Friday Mar 23, 2007

RAID-0 (stripe) on solaris 10 using solaris volume manager


Motivation for this how to is partially implementation and excellent idea by Nemanja Lukic that it's several time faster to delete whole zone by issuing newfs than to delete all zone files using rm, so that each zone on our testing machine should be on separate FS. And it's not just about deleting zones; speed is significant factor too, and also usage of other FS tools like ufsdump, ufsrestore, fssnap etc, which is possible only if your zones are on separate file systems. So we have 4 zones and 3 hard drives (we actually have 4 hard drives, but we can use only 3 for this purpose, since first drive is system drive). We could of course create 2 slices on one drive, and one slice per remaining 2 drives, but that would be so uncool :). Cool stuff is to use Solaris volume manager, create RAID-0 (Stripe) metadevice/slice out of 3 hard drives, and then create 4 so called soft partitions within that metadevice.
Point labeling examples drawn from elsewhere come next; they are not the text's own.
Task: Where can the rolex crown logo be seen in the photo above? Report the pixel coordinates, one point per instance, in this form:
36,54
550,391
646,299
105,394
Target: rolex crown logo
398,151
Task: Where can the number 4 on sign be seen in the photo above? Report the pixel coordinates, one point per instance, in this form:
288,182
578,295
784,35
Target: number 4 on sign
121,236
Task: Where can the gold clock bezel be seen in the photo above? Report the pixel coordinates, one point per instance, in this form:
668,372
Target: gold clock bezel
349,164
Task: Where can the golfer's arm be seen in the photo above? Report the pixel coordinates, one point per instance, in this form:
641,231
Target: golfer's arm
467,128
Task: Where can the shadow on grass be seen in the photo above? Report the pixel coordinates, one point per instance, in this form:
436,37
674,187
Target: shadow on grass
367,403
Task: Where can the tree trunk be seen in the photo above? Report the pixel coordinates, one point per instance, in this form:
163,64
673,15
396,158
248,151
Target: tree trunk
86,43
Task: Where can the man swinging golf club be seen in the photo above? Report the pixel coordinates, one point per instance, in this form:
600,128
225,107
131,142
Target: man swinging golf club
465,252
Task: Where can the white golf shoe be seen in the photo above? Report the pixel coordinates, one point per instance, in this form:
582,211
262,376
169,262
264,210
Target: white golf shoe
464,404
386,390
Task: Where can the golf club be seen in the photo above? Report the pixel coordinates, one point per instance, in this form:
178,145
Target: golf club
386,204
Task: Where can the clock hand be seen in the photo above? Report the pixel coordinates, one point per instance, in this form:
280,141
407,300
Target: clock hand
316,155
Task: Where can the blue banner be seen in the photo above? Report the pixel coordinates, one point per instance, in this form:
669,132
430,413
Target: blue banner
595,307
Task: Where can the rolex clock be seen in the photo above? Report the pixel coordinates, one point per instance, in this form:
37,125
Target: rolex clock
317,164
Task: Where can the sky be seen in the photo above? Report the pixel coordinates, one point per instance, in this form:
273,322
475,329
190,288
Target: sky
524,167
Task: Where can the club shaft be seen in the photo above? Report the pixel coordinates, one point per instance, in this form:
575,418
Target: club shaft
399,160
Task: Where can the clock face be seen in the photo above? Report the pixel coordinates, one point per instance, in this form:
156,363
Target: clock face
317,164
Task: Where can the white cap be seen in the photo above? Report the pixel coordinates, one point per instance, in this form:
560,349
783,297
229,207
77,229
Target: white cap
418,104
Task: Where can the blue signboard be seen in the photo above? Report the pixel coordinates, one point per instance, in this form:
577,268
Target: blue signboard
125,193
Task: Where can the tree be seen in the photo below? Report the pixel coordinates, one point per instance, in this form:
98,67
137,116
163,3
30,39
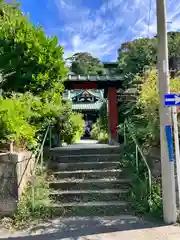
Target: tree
85,63
30,60
135,56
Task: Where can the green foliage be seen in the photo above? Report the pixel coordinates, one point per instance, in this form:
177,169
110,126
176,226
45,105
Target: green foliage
33,61
24,119
14,122
142,202
69,125
135,56
84,63
35,208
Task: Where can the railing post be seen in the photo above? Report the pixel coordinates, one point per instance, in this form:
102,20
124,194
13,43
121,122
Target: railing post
50,136
137,162
41,160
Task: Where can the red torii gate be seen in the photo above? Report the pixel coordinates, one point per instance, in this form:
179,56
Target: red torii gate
110,84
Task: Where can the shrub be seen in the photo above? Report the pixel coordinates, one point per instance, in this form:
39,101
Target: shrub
14,124
34,208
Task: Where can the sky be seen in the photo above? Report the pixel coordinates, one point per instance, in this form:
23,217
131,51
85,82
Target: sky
99,26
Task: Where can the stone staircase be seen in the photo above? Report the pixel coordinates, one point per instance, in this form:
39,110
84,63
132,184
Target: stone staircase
88,181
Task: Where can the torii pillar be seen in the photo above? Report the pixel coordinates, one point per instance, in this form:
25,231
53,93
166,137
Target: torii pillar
112,115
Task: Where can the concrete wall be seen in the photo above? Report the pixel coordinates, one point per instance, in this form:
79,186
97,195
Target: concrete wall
15,170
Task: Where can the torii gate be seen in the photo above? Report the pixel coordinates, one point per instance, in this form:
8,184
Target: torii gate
110,84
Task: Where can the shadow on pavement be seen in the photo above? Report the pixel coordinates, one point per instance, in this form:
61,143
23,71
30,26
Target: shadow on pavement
76,228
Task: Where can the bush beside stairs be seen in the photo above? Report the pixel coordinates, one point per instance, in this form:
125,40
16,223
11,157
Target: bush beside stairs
88,182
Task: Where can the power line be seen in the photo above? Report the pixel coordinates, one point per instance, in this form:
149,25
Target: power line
149,15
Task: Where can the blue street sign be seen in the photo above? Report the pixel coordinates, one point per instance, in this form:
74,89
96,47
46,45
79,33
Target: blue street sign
169,138
171,100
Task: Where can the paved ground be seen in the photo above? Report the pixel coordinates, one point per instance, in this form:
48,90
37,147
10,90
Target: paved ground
106,228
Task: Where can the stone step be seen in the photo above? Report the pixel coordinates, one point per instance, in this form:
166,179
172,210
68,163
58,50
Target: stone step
85,157
89,195
83,165
111,208
91,184
97,149
89,174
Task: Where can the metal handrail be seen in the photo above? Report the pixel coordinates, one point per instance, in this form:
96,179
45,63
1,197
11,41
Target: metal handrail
138,149
39,151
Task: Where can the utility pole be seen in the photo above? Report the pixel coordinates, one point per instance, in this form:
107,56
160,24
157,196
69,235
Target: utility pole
167,166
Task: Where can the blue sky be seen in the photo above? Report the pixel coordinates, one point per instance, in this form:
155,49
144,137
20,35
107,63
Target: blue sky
98,26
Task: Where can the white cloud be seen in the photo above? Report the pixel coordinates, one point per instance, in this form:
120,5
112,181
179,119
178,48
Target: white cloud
101,30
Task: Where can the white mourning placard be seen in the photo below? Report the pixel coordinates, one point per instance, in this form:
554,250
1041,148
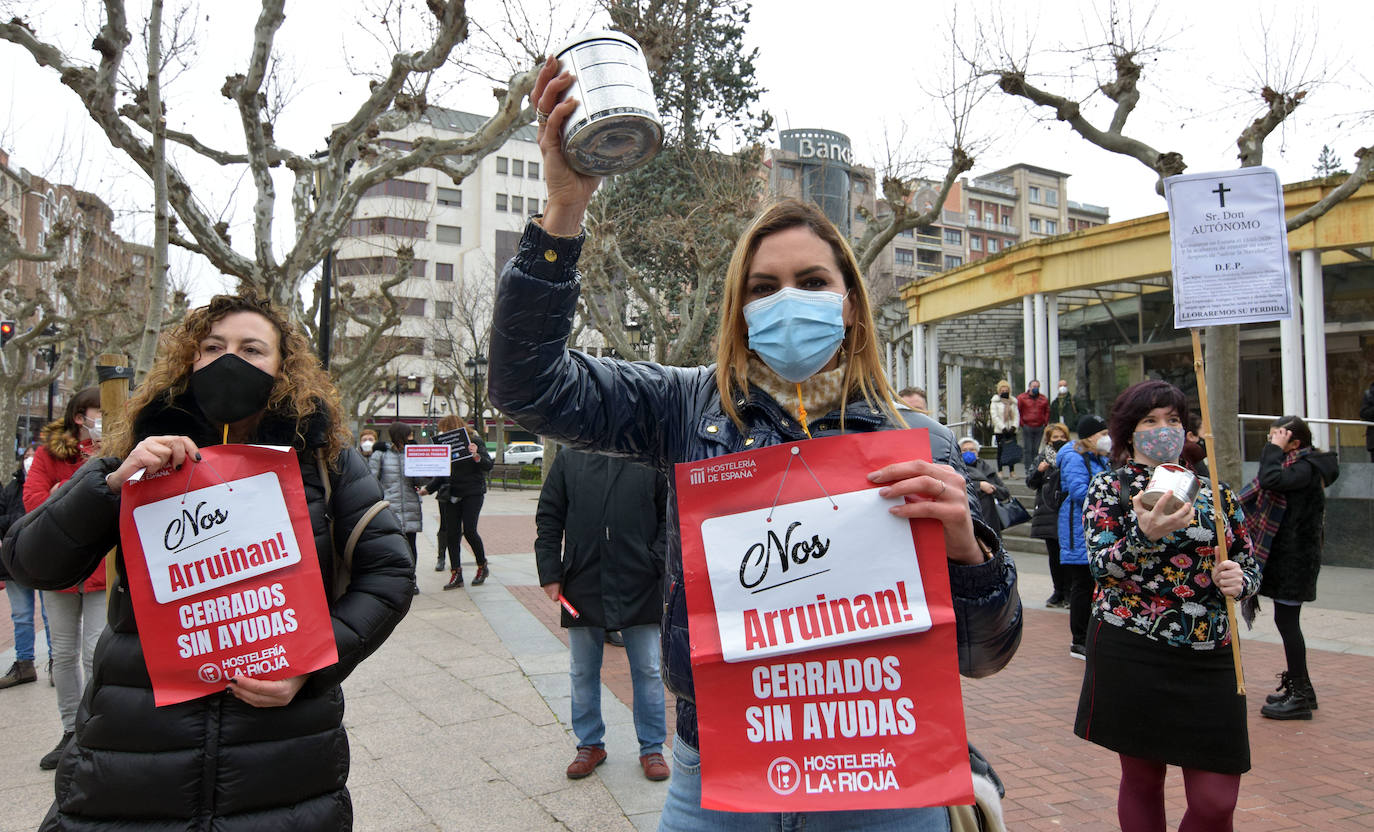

Using this approach way we can have exactly same size per soft partition, and all 3 hard drives will be used completely. Platform is brand new x4100, with 4 identical hard drives, 72 GB each; Operating System: Solaris 10 u3. Oh yes, if you are asking why I'm not using zfs, it's because software that is meant to be tested on zones is not supported (yet) on zfs :(.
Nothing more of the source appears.